Growing up in Pittsburgh, Pennsylvania, Williams didn’t know about Juneteenth Day. She first learned about Juneteenth after moving to Milwaukee in June of 1988 to become the youth minister at Cross Lutheran Church.
“I thought I knew African American history,” she said. “I felt that I had been cheated of something all of those years.”
Looking back at history class, Williams said the true stories of Black people were often omitted from the teachings and history book.
“The omission of truth is a lie” she said, adding that people who escaped that oppression and lifestyle didn’t talk about what happened in the South.
Williams spent her first Juneteenth Day at America’s Black Holocaust Museum, at the time located on King Drive, talking with Dr. James Cameron, learning his story and sharing her own.
She shared with Cameron how her great-grandfather Henry Hoots narrowly escaped a lynching in what is now Selma, Alabama. Hoots was a homeowner and property-owner with an incredible farm. During the day, Hoots worked at a factory but a confrontation with his white supervisor forced him to leave town before sundown. Before he left, Hoots turned to his wife, Nellie Hoots, and told her to harvest his sweet potatoes and peanuts before coming north.
“And indeed, that’s why we celebrate Juneteenth, because my great-grandfather understood that even in a life and death situation, the most powerful thing he could do is feed his family,” Williams said.
The family filled a trunk with sweet potatoes and peanuts, and Williams’ grandma said she never had sweet potatoes or peanuts as tasty and as sweet as those.
“If we’re talking Juneteenth and we’re in an urban context and we have a 2.2-acre farm, we have to celebrate on this land,” Williams said.
This land is about food and people and stories, she said, adding that this land is a part of Wisconsin’s Underground Railroad and is where Caroline Quarlls sought refuge with Deacon Samuel Brown.

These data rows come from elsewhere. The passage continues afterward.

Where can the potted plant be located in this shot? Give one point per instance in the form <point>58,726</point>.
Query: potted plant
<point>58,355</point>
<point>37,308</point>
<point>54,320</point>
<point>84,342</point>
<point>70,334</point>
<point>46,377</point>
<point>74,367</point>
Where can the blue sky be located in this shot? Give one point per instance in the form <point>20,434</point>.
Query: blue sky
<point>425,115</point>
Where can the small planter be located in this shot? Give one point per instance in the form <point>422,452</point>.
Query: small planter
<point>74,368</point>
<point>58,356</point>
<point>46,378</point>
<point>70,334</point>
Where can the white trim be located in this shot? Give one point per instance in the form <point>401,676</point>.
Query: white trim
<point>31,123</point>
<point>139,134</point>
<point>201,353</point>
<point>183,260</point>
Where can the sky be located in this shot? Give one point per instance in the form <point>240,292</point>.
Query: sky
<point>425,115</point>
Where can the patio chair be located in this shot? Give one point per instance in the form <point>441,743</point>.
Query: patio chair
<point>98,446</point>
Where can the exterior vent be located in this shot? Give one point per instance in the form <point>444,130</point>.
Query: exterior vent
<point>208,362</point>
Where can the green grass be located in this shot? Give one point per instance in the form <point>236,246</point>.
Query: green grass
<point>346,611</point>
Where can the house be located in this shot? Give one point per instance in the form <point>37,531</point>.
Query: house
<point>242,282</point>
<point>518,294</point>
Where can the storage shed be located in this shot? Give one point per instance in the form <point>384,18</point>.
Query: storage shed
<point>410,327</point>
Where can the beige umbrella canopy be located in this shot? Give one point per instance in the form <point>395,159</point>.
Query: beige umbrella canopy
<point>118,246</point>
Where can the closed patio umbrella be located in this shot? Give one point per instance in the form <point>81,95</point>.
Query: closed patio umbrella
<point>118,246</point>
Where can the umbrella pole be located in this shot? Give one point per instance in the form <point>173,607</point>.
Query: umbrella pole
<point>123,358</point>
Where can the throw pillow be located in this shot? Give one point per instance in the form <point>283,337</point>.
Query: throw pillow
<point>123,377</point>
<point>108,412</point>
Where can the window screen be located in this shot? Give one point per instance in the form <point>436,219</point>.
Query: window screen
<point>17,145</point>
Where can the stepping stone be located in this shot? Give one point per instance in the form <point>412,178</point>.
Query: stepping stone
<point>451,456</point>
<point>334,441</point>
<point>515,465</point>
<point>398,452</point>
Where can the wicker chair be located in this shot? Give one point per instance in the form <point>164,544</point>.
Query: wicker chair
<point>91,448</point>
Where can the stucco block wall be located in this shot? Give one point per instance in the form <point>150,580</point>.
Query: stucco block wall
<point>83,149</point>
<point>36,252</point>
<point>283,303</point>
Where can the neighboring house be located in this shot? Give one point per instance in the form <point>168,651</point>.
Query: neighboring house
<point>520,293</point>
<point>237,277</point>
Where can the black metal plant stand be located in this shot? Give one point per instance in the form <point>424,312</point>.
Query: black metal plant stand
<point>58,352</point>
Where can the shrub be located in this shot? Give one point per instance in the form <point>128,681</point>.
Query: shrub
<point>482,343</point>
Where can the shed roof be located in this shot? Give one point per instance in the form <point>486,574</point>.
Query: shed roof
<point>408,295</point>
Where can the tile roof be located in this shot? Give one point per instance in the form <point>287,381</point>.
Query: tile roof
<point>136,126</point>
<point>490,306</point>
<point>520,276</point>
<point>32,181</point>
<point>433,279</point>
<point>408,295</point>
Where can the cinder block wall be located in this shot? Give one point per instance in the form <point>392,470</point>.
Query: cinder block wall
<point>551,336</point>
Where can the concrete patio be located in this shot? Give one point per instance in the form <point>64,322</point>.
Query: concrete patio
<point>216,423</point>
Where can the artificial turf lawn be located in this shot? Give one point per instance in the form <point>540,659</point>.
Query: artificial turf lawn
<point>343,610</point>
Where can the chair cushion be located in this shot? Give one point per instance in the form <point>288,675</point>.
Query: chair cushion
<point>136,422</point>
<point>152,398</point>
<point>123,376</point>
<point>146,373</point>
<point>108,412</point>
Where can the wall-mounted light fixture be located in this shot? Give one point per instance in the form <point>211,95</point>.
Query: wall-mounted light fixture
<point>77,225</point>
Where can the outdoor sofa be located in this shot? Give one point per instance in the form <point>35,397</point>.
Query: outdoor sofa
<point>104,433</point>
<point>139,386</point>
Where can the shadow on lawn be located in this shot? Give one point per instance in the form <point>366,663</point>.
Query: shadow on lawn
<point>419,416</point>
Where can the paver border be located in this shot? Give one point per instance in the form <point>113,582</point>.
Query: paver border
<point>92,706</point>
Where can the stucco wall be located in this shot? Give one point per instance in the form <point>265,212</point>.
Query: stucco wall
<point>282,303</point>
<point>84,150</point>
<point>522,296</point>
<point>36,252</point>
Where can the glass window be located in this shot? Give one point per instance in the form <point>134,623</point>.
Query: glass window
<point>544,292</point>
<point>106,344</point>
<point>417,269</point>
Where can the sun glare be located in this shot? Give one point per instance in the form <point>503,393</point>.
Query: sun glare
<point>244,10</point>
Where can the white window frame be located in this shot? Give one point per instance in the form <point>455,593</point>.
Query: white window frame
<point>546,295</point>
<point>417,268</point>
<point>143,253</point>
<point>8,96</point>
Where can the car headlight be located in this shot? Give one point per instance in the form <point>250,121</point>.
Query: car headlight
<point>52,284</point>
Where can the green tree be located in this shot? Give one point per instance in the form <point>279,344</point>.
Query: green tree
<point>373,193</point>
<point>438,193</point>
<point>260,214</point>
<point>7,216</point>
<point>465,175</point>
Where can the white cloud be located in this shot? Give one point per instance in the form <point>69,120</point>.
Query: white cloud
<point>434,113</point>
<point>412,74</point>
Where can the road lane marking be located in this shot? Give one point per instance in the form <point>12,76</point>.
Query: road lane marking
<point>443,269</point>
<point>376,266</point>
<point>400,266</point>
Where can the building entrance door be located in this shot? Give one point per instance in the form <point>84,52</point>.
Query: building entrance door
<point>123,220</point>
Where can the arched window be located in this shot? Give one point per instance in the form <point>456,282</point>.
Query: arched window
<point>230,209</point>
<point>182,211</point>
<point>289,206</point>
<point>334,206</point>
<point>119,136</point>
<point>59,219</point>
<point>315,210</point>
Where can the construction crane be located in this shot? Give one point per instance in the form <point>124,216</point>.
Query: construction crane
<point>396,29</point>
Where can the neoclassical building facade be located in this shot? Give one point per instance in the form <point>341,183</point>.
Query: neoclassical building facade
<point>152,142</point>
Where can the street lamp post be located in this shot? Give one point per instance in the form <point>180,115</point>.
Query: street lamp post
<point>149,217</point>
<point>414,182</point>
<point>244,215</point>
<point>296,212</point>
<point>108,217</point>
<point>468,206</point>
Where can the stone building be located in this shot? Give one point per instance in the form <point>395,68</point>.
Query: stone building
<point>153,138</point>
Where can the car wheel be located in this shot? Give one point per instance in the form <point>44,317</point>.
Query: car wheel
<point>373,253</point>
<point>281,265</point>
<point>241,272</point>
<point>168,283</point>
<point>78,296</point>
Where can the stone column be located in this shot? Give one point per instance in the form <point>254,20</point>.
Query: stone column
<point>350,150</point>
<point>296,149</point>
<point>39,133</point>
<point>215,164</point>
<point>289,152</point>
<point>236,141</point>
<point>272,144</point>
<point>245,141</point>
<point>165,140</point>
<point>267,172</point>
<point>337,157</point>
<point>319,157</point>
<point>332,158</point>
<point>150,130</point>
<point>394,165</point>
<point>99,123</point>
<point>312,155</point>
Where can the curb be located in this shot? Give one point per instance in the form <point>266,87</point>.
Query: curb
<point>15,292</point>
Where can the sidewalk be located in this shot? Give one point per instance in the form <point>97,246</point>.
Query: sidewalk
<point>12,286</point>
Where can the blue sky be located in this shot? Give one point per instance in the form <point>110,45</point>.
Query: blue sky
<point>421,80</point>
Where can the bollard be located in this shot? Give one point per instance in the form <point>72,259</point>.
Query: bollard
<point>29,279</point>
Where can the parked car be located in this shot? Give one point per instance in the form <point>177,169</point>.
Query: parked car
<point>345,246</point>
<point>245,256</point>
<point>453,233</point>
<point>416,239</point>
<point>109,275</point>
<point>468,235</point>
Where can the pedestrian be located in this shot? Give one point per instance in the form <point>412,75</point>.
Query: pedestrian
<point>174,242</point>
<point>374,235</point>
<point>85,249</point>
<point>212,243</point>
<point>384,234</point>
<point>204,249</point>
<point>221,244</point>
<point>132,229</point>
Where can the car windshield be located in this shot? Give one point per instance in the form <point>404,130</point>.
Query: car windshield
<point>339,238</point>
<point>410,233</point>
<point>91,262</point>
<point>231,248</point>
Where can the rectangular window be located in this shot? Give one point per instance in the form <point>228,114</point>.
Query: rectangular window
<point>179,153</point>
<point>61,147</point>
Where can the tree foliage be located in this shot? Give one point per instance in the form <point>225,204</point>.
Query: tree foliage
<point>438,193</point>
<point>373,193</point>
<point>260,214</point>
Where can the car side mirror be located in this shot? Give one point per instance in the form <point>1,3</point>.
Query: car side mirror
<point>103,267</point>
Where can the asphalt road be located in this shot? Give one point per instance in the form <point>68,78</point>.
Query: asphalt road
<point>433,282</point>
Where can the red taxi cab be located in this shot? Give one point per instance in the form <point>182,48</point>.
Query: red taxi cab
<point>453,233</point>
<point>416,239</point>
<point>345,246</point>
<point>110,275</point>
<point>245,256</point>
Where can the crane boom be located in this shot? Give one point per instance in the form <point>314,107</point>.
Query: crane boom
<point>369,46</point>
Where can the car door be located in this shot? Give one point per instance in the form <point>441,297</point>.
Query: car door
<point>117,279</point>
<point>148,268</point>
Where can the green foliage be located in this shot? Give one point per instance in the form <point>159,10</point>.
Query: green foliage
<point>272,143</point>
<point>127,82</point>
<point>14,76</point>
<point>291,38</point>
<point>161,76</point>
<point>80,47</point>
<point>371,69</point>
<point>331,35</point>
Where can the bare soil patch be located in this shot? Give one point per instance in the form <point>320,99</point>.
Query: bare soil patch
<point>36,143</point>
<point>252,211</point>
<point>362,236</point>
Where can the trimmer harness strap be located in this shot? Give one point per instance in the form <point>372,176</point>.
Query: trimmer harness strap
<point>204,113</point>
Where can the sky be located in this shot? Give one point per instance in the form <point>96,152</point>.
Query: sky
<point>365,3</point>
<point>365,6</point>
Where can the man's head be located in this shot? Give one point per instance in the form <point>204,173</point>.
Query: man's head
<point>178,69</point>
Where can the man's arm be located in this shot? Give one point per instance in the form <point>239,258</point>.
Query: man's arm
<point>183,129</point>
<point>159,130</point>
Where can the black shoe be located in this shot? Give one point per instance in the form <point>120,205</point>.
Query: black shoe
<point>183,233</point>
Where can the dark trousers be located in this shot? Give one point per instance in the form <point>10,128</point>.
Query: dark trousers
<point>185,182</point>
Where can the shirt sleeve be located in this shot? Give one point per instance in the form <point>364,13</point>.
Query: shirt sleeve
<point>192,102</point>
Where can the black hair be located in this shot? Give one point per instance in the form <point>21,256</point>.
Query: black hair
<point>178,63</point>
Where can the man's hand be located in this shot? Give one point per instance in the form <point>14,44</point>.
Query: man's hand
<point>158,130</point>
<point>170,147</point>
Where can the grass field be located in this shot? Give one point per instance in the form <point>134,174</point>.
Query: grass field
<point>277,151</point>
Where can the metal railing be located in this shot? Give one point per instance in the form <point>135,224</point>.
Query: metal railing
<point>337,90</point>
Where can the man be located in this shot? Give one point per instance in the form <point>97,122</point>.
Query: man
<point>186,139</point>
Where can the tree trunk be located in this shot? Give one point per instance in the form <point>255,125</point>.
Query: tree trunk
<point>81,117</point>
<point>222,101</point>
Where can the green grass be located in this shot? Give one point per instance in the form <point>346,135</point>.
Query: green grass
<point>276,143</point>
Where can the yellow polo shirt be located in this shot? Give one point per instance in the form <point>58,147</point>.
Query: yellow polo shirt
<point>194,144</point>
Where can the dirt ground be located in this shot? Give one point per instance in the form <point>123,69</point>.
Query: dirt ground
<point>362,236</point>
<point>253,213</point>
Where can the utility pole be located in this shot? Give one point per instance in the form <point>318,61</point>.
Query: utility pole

“We have to always celebrate Juneteenth here at Alice’s Garden Urban Farm,” she said. “Because we are the products of our ancestor’s wildest imaginations. Those ancestors who were chained as they cultivated food.”
In Williams’ mind, the trees that surround the garden represent the ancestors watching over the land and the people who carry on the tradition. Juneteenth is about emancipation and freedom, but at Alice’s Garden it is also about the ability to grow food and carry on that tradition, she said.
“We built the wealth of this nation on our ability to grow food,” she said. “And we’ll just always continue to do that here in this space.”
The celebration in Alice’s Garden is intentionally held in the evening so people can attend Northcott’s celebration, Williams said. She enjoys seeing the elders come to the garden and in honor of the ancestors, the Juneteenth Day celebration at Alice’s Garden begins with a libation ceremony.
Dr. Monique Liston, the chief strategist at UBUNTU Research and Evaluation, has been celebrating Juneteenth Day in the garden for the past 10 years. This year, she will perform the libation ceremony.
“The libation connects both our past and our future into the present moment, so that we understand this is where we’re situated and this is where we still need to go,” she said.
The celebration in Alice’s Garden symbolizes community, Liston said.
Every year, as a child, her father took her to the Juneteenth Day celebration and her mother would recount the history of the day. The day would be spent celebrating, eating food and enjoying each other’s company. When Liston went away to college, she learned that Juneteenth wasn’t something people celebrated or even knew about.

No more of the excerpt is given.